What is BMI and what is BMI for?
BMI stands for Body Mass Index. It is a measure traditionally used by medical professionals to determine if an individual's weight is within the predefined limits of a healthy weight for their height. It is known that being overweight places an individual at greater risk of developing a large range of medical conditions, such as heart disease, stroke, type 2 diabetes, some types of cancer, high blood pressure (hypertension) and kidney disease. Likewise being underweight can increase a persons risk of health problems, for example, brittle bones (osteoporosis), absent periods in women (amenorrhoea) and iron deficiency (anaemia).
Some people mistakenly think BMI measures the percentage of body fat a person is carrying, whereas it simply provides a measure, which attempts to describe their body mass in relation to their height.
The principal idea behind BMI is that by losing or gaining weight you will reach a healthy BMI and put yourself into a lower risk group. Unfortunately, body composition is not quite as simple as that with BMI not taking the percentage of lean body mass into account during calculation.
How do you find your BMI?
To calculate your BMI divide your weight (in kilograms) by your height (in metres) squared. The BBC provides an online calculator which will do this for you. You can also easily read your measurement from a BMI chart, like this one provided by Caloriecounting.co.uk.
BMI measurements are divided into several categories:
- BMI Less than 20 — Under Weight
- BMI 20-25 — Normal Weight
- BMI 25-30 — Over Weight
- BMI 30-40 — Obese
- BMI Over 40 — Severely Obese
BMI Limitations and Myths
The myth of BMI is that losing or gaining weight will place you in a lower risk group, this is because it is calculated using your weight and height. The problem with this is that when a person loses or gains weight it is not a direct measure of their percentage bodyfat, which is the important figure, it is a combined measure which also includes the water and muscle in their body.

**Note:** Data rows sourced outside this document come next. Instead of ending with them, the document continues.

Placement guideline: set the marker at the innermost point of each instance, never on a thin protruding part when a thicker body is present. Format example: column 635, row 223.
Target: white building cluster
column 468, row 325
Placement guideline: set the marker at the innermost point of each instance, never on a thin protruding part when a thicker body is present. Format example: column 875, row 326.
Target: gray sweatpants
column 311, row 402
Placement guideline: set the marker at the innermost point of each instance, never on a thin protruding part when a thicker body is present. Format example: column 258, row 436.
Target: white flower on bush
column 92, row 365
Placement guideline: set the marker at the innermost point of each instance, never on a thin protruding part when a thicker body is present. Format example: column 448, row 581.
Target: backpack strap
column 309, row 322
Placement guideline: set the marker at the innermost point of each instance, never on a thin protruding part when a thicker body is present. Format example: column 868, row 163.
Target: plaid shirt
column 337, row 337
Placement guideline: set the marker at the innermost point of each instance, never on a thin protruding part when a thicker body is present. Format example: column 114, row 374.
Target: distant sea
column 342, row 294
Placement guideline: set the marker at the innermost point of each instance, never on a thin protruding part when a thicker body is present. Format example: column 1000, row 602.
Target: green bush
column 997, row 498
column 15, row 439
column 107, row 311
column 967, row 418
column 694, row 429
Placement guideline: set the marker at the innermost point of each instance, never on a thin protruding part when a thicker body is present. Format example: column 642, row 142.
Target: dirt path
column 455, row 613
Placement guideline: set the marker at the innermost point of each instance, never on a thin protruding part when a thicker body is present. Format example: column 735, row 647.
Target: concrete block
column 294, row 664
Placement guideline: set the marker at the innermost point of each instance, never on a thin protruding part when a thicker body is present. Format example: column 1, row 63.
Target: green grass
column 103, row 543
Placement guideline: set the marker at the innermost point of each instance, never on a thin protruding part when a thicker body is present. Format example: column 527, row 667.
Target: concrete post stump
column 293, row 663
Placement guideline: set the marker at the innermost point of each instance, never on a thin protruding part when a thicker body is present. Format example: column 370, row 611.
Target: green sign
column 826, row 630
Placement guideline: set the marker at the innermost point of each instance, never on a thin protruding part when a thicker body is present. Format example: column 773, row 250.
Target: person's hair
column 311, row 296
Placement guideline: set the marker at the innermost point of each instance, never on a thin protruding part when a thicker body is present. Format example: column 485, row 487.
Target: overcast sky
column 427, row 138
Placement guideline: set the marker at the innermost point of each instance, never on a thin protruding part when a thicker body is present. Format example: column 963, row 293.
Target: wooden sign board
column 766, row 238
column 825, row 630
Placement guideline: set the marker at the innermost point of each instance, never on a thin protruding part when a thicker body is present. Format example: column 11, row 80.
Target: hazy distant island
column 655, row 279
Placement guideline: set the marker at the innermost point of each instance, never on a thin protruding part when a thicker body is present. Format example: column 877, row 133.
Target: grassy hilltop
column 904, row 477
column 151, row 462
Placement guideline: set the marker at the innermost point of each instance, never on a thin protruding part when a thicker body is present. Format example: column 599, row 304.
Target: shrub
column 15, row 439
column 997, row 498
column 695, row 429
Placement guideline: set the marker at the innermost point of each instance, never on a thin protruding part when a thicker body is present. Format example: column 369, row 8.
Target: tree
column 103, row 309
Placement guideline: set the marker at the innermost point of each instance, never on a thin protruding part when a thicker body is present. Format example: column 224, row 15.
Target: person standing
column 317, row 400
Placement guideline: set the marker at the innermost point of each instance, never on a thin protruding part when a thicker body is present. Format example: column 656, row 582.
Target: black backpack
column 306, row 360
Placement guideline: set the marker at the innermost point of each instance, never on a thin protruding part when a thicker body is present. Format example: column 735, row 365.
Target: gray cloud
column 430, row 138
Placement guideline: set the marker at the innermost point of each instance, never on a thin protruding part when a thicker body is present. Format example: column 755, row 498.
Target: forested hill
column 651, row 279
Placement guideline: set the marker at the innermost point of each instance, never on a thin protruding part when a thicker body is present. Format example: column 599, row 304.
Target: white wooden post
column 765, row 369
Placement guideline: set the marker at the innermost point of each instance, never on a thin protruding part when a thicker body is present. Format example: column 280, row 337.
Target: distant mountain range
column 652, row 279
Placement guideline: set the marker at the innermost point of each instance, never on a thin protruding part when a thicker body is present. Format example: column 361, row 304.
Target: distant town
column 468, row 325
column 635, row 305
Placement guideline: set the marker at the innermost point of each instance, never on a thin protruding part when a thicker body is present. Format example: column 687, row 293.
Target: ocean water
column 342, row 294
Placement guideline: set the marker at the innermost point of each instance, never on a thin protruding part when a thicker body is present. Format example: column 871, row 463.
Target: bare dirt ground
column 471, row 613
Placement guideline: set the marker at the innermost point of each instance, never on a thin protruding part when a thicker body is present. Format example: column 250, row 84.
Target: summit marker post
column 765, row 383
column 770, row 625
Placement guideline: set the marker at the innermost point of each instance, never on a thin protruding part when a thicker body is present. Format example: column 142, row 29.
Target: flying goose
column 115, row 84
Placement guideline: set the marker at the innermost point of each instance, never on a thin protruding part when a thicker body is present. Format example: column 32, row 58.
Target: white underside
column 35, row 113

BMI is not a reliable measure when it comes to people with athletic or muscular builds, especially people who lift weights on a regular basis. In these cases BMI can give you a higher BMI even if you have a healthy level of body fat. The BMI chart is also not accurate for pregnant or breastfeeding women.
What is a Healthy Weight?
A healthy weight could be defined by a number but just as equally by a feeling. When you live a healthy lifestyle, eating a balanced diet, containing plenty of fruit and vegetables, adequate protein and carbohydrates and enough good sources of essential fatty acids coupled with various forms of exercise, your body will level out at a healthy weight. You will know you have reached that weight when you feel good within yourself. If you feel you need to lose weight remember that slow and steady is the best approach. To lose 1lb per week you need to reduce your daily calorie intake by approximately 500 calories.
Are you interested in tips that will help you lose weight in a healthy way?
The Final Word
It is now widely accepted that measuring your waist is a good way of discovering if you are at higher risk of developing various health conditions. Generally you should aim to not have a waist measurement greater than half your height e.g. if your height is 5 ft 5 inches then you waist should not be more than 32.5 inches. Ideally, you should use a range of measurements to ascertain if you are at a healthy weight.
The BMI charts referenced above are calculated for adults with separate charts being available for children’s weight and heights. Although after reading the limitations of BMI it would be prudent to reconsider putting too much faith in these measurements as an indication of your children's health either.